Using a pestle and mortar pound, or very finely chop, the thyme with 1 teaspoon of salt. When pulped, add the garlic and 1 teaspoon of black pepper and pound again. Stir in the lemon juice and zest and the olive oil. Smear the mixture over the chops and leave for at least 10 minutes.

Place the chops on a very hot griddle or in a hot frying-pan (they make a bit of smoke, so get your fan on!). Try to get each side nicely charred and golden, but take care and don’t let them burn; if it looks as if they are getting too much colour, turn the heat down. They take about 8 minutes to cook at a medium high heat.
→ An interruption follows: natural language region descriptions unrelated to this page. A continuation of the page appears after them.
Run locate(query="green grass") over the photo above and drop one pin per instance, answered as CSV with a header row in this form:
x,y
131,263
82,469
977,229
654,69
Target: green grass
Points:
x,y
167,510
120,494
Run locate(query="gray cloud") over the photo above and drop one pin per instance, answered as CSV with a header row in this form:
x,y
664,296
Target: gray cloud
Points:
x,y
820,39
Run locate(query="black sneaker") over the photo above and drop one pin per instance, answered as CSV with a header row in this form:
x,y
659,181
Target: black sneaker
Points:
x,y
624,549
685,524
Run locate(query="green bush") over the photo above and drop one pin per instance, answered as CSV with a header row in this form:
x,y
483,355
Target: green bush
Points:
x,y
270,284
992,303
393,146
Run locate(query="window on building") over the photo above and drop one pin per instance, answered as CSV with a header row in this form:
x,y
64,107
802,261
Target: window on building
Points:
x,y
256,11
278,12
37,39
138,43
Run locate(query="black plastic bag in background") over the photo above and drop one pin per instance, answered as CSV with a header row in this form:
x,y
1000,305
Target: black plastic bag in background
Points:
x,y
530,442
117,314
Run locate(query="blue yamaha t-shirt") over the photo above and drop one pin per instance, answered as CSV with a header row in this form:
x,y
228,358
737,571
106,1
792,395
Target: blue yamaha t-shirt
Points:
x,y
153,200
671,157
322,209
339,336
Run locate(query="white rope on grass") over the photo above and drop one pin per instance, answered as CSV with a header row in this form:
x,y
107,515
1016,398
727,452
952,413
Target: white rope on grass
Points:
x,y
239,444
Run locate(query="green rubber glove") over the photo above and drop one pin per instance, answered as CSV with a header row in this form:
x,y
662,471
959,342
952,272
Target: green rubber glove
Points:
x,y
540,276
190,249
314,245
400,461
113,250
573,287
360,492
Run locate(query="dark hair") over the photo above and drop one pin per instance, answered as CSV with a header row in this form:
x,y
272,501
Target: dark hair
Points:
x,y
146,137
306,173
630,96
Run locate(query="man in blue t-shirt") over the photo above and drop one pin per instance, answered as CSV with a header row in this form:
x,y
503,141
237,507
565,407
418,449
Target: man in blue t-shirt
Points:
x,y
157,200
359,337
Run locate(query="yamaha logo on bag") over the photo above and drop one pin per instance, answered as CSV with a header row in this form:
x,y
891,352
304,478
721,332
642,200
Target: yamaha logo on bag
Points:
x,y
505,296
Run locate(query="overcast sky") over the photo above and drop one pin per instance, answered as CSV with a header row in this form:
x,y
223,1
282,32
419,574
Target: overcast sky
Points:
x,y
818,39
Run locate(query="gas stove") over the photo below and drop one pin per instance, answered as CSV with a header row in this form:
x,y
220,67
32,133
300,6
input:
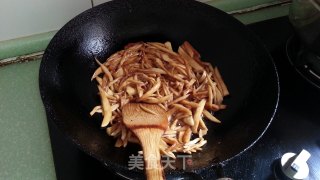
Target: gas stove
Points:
x,y
295,127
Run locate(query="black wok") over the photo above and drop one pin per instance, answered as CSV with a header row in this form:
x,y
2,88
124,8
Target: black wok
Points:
x,y
68,63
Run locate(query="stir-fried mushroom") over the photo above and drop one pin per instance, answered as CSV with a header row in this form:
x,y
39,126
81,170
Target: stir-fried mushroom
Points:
x,y
179,82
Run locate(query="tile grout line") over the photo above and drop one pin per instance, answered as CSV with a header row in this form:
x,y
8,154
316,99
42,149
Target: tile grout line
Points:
x,y
259,7
21,59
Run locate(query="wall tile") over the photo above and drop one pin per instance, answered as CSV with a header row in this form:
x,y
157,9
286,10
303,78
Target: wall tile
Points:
x,y
19,18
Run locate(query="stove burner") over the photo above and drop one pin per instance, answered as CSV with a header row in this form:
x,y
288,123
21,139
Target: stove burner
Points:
x,y
305,62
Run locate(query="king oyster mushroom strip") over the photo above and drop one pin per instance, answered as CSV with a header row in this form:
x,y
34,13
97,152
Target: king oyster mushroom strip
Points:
x,y
183,85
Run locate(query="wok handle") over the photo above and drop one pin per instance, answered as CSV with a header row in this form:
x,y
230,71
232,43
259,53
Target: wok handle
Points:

Don’t overcook pork, it isn’t necessary and will only make the meat dry. Rest the chops for a few minutes, then spoon some pesto over them.

Serve with a mixed salad and mashed or jacket potatoes, rubbed with olive oil and rolled in sea salt and baked, or steamed rice.


The words of Jamie Oliver: Pesto sauce is very widely used. Everyone likes it, and it is very handy for a lot of different dishes, including pasta, grilled and roasted meats, and vegetables. It can be served with anything.

Serves 4

  • ¼ clove of garlic, chopped
  • 3 good handfuls of fresh basil, picked
  • 1 handful of lightly roasted pine nuts
  • 1 good handful of grated Parmesan cheese
  • Extra virgin olive oil
  • Salt and pepper ground black pepper
  • Small squeeze of lemon juice (optional)

Put your garlic into a food processor. If you like a strong garlic taste you can add more but stick to about ¼ clove, which is still quite strong when raw. Add the basil and pulse.  Add the cooled, golden roasted pine nuts to the mixture and pulse. Turn out into a bowl and add half the Parmesan. Gently stir this in and add the olive oil, just enough to bind the sauce and get it to the right consistency – semi-wet but firm.

Taste the mixture, and add a little salt and pepper and the rest of the cheese. Add some more oil and taste again. Keep adding a little bit of this and a little bit more of that until you get it right – this is the way to make pesto.